Biomolecule Adsorption:
The DNA, RNA or peptide molecules were diluted to a concentration of 10 nM in ultrapure DI water (resistivity >18 MΩ·cm) and were adsorbed onto the substrate from a small droplet (˜0.1 μL). The droplet was then allowed to evaporate completely, during which time the surface tension at the air/liquid/solid interface of the receding droplet caused the pillars to lean into one another and trap some of the molecules in hotspots between the pillars.
Raman Spectroscopy:
Data was acquired using a Horiba LABRAM HR Evolution Raman Spectrometer. For each sample droplet area, several hundred Raman measurements were acquired pointwise along a grid within the droplet area, with a grid spacing of approximately 10 μm. Excitation was achieved using a 532 nm laser operating at 5% power with 0.5 s acquisition times. Scattered light was collected through a 100× microscope objective and passed through a 600 gr/mm grating before reaching the detector.
Data Analysis:
The disclosed algorithms, methods, techniques, and systems may be implemented in a digital computer system (1). Such a digital computer is well-known in the art and may include one or more of a central processing unit, one or more of memory and/or storage, one or more input devices, one or more output devices, one or more communications interfaces, and a data bus. In some embodiments, the memory may be RAM, ROM, hard disk, optical drives, removable drives, etc. In some embodiments, storage may also be included in the disclosed system. In some embodiments, storage may resemble memory that may be remotely integrated into the system. The input and output devices may be, for example one or more monitors, display units, video hardware, printers, speakers, lasers, spectrophotometers, filters, collectors, cameras, etc.
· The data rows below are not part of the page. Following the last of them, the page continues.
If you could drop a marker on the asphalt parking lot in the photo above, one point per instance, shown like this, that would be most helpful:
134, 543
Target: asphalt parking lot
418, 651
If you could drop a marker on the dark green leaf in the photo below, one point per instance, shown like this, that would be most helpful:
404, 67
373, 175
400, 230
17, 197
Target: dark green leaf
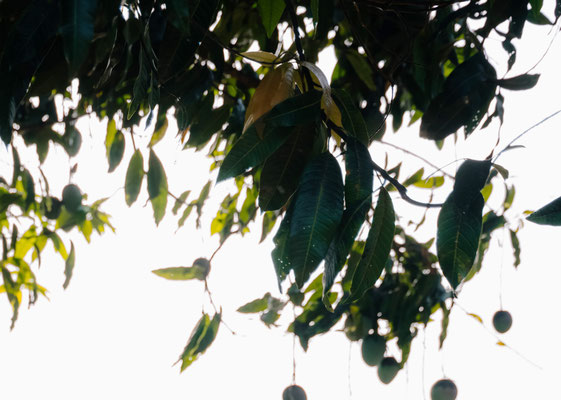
134, 177
281, 261
515, 247
116, 151
157, 186
358, 198
318, 208
377, 248
251, 150
281, 172
351, 117
471, 177
201, 338
521, 82
141, 84
77, 28
69, 266
302, 109
465, 98
457, 238
271, 12
180, 273
550, 214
In accordance with any of the digital computer system (1) or computer(s) 1, these may be generally described as general purpose computers with elements that cooperate to achieve multiple functions normally associated with general purpose computers. For example, the hardware elements may include one or more central processing units (CPUs) for processing data. The computer 1 may further include one or more input devices (e.g., a mouse, a keyboard, etc.); and one or more output devices (e.g., a display device, a printer, etc.). The computers may also include one or more storage devices. By way of example, storage device(s) may be disk drives, optical storage devices, solid-state storage device such as a random access memory (“RAM”) and/or a read-only memory (“ROM”), which can be programmable, flash-updateable and/or the like.
Each of the computers and server described herein may include a computer-readable storage media reader; a communications peripheral (e.g., a modem, a network card (wireless or wired), an infra-red communication device, etc.); working memory, which may include RAM and ROM devices as described above. The server may also include a processing acceleration unit, which can include a DSP, a special-purpose processor and/or the like.
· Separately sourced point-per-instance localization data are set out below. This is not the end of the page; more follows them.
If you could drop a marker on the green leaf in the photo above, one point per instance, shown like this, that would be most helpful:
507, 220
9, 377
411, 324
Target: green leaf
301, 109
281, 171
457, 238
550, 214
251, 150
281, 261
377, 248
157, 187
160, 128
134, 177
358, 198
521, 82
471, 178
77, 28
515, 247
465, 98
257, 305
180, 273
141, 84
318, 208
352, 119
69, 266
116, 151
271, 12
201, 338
The computer-readable storage media reader can further be connected to a computer-readable storage medium, together (and, optionally, in combination with storage device(s)) comprehensively representing remote, local, fixed, and/or removable storage devices plus storage media for temporarily and/or more permanently containing computer-readable information. The computers and serve permit data to be exchanged with a network (2) and/or any other computer, server, or mobile device.
The computers and server also comprise various software elements and an operating system and/or other programmable code such as program code implementing a web service connector or components of a web service connector. It should be appreciated that alternate embodiments of a computer may have numerous variations from that described above. For example, customized hardware might also be used and/or particular elements might be implemented in hardware, software (including portable software, such as applets), or both. Further, connection to other computing devices such as network input/output devices may be employed.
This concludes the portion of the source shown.